Ça m'a permis de reprendre mon souffle. Au début, je pensais à arrêter, l'idée d'y retourner m'angoissait. Mais que faire? J'aime mon métier!
Alors j'ai testé le libéral, je fais des remplacements. Et j'ai retrouvé goût à travailler! Le seul hic, c'est qu'il faut se lever tôt (trop tôt). Pour moi le réveil du matin est une vraie torture. Je pense que mes copines internes s'en souviennent, comme chaque personne qui ai vue ma tête à la sortie du lit!
Comme je l'ai toujours fait, j'ai écrit un texte pour fermer cette plaie et oublier l'infirmière triste que j'étais. Et ça a marché!

BURN OUT
Ma journée d'infirmière est bien rodée!
J'arrive aux vestiaires de l'hopital où j'échange mes vêtements de femme contre une tenue informe (ma blouse), j'accroche bien ma montre sur ma poitrine, et c'est parti!
Je prends connaissance des patients présents, je vais pouvoir leur apporter du bien être, c'est mon rôle, ma satisfaction.
Je distribue les médicaments.
Je vois un patient pleurer, je regarde ma montre, je passe mon chemin. J'ai perdu la vue.
Je prépare et pose les perfusions.
J'entre dans une chambre qui pue la souffrance, je regarde ma montre, je sors. J'ai perdu l'odorat.
Je prodigue des soins d'hygiène.
Un malade me dit : "j'ai peur", je regarde ma montre et je garde le silence. J'ai perdu l'ouïe.
Je panse.
Un vieil homme me tend une main à la recherche d'un geste tendre, je regarde ma montre et je m'en vais. J'ai perdu le touché.
Je remplis le dossier des patients, j'ai bien fait tous les soins écrits sur ma fiche de poste, sans oublier la case "écoute active" (j'ai honte!)
J'ai un goût amer dans la bouche, je bois un verre d'eau. J'ai perdu le goût.
Ma journée de travail se termine. Ils vont tous bien, ils n'ont pas mal, ils sont propres, j'ai perdu mes cinq sens et j'ai trouvé la souffrance.
Je vais au vestiaire, j'enfile ma tenue de femme et range ma blouse, avec ma montre.
Je sors de l'hôpital et je retrouve mes cinq sens, mais je garde la souffrance, bien enroulée autour du cou.
J'arrive chez moi, je m'assois et sers dans mes mains une tasse de thé bien chaud. Je mets mes yeux dans le vague, et je pense. Pendant ma formation, je l'ai bien assez entendu : une infirmière ne doit pas seulement panser avec un A mais aussi penser avec un E. Je refais ma journée et toute cette souffrance me saute aux yeux, aux nez, aux oreilles, aux mains, à la bouche.

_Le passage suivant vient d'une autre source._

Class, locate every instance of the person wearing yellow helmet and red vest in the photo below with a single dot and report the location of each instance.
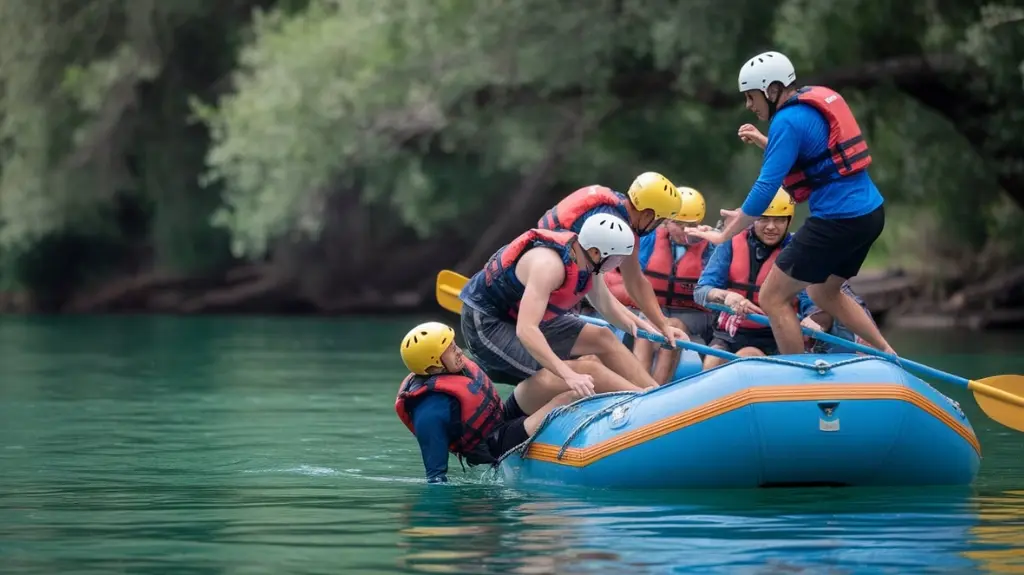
(734, 276)
(816, 150)
(517, 316)
(451, 405)
(672, 261)
(650, 200)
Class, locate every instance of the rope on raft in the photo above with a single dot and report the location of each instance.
(819, 365)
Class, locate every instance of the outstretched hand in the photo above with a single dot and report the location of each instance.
(750, 134)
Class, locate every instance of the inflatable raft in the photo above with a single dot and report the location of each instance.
(837, 419)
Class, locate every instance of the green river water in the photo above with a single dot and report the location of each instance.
(270, 445)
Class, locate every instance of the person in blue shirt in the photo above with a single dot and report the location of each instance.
(451, 405)
(815, 318)
(672, 261)
(815, 149)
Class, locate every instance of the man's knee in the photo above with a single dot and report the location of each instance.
(823, 294)
(605, 341)
(587, 364)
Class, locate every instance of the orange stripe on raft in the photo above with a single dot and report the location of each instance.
(582, 456)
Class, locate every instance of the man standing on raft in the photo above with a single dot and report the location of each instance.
(816, 150)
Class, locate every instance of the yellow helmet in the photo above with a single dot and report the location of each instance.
(692, 208)
(424, 345)
(781, 206)
(653, 191)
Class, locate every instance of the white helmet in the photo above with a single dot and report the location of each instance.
(761, 71)
(608, 233)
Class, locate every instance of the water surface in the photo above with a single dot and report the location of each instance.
(250, 446)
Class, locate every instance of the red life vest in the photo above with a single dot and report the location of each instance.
(847, 147)
(674, 282)
(565, 214)
(741, 278)
(480, 406)
(501, 270)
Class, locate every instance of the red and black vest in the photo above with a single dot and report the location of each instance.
(742, 277)
(847, 152)
(674, 281)
(480, 406)
(500, 291)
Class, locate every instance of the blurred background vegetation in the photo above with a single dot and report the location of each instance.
(331, 156)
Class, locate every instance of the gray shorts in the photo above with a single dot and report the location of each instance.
(497, 349)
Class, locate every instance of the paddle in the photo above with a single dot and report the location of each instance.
(450, 284)
(998, 396)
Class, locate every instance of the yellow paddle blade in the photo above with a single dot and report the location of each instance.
(1001, 398)
(450, 284)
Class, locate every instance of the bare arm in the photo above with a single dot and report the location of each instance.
(542, 271)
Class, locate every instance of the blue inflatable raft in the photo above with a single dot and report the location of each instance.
(838, 419)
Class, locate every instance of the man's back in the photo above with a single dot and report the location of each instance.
(846, 197)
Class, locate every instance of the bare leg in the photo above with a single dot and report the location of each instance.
(534, 393)
(832, 300)
(775, 299)
(602, 343)
(644, 351)
(535, 418)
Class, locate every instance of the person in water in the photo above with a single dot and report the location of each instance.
(516, 315)
(451, 405)
(734, 275)
(650, 200)
(672, 261)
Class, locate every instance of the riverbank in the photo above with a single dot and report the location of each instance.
(897, 298)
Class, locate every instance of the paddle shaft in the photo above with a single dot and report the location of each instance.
(821, 336)
(658, 339)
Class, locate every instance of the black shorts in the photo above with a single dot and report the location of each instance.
(763, 340)
(497, 349)
(823, 248)
(511, 432)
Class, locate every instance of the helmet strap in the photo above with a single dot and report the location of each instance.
(773, 103)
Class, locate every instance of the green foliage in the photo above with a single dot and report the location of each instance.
(225, 131)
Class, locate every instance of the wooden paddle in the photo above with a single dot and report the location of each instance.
(450, 284)
(999, 396)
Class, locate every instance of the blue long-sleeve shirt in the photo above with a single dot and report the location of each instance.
(798, 133)
(716, 275)
(435, 421)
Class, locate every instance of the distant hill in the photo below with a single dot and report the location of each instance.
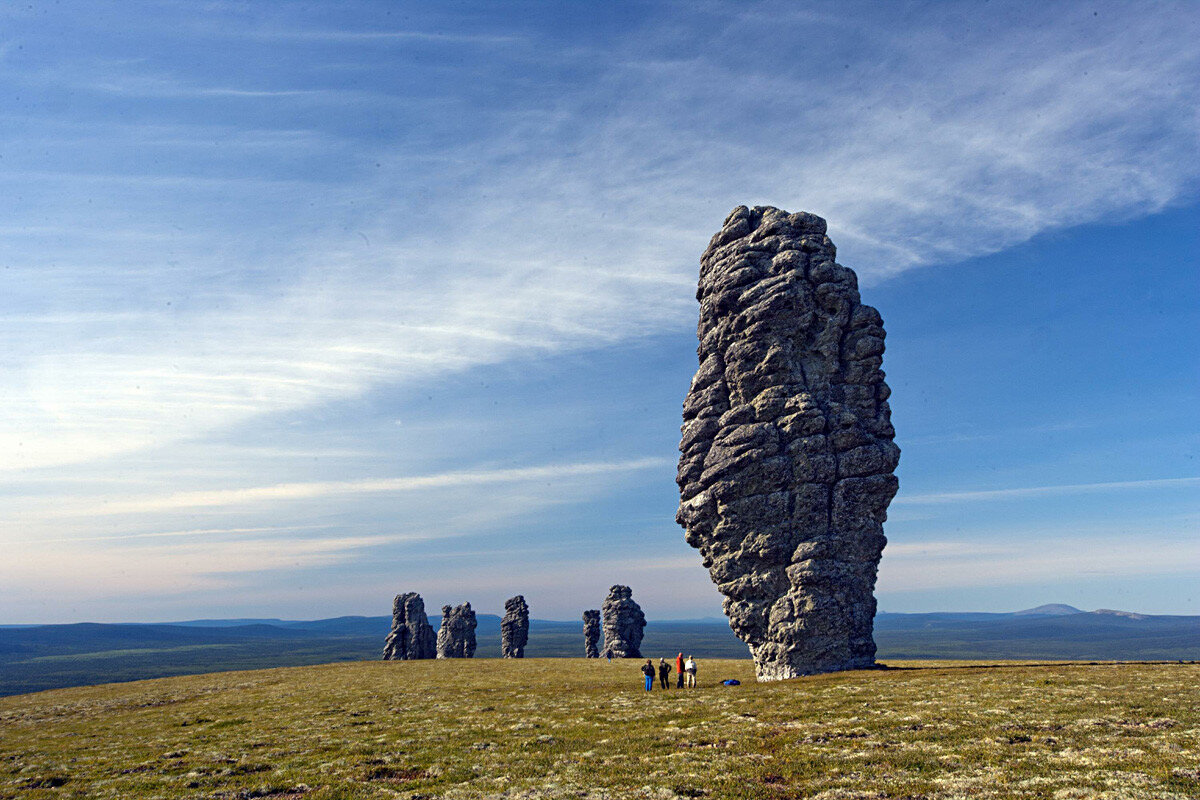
(1050, 609)
(48, 656)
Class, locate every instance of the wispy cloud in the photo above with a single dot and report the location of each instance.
(1017, 557)
(1044, 491)
(583, 228)
(306, 491)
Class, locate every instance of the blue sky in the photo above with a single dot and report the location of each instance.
(304, 305)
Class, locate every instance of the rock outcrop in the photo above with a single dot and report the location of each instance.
(411, 637)
(623, 624)
(515, 627)
(456, 637)
(592, 633)
(787, 444)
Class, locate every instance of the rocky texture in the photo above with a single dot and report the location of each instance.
(515, 627)
(623, 624)
(787, 455)
(411, 637)
(592, 633)
(456, 637)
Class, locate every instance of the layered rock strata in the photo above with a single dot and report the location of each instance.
(592, 633)
(412, 636)
(623, 624)
(456, 637)
(514, 627)
(787, 444)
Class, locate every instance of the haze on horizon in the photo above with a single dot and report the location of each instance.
(304, 306)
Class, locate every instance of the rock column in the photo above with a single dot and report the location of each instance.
(456, 637)
(515, 627)
(592, 633)
(623, 624)
(787, 444)
(411, 637)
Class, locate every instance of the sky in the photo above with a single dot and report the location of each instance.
(304, 305)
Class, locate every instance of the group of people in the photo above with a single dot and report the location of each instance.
(684, 669)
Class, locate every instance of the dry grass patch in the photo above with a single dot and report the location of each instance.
(567, 728)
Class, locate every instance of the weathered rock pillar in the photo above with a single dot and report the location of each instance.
(623, 624)
(456, 637)
(592, 633)
(787, 444)
(515, 627)
(411, 637)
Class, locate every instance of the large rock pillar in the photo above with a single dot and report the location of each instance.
(787, 452)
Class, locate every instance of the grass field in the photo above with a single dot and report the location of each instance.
(575, 728)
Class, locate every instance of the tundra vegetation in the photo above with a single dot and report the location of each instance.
(585, 728)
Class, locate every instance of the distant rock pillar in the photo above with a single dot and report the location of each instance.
(515, 627)
(623, 624)
(412, 636)
(787, 456)
(592, 633)
(456, 637)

Mais cette souffrance, à qui appartient elle? Qui est elle? C'est la leur, c'est la mienne, elle a grandi au fil de la journée, chaque fois que je perdais de ma sensibilité. Elle est l'absence de sens, l'absence d'humanité. Elle est la Maltraitance que je leur ai infligé sous le dictat du rendement, qui m'a pris ma joie de travailler. J'aurai pu tant leur donner par un regard, une caresse, un sourire, une attention.
Où est cette infirmière que je devais être? Où sont passés les sens reçus avec mon diplôme? Ma famille, mes amis me rappellent l'être humain que je suis, avec eux. J'avale mon thé, un goût sucré envahi ma bouche.
Je vais près de mon fils endormi. Je regarde son visage apaisé, je caresse ses cheveux, sens sa peau, j'écoute son souffle, j'embrasse ses joues.
Bonne nuit! Demain sera un nouveau jour.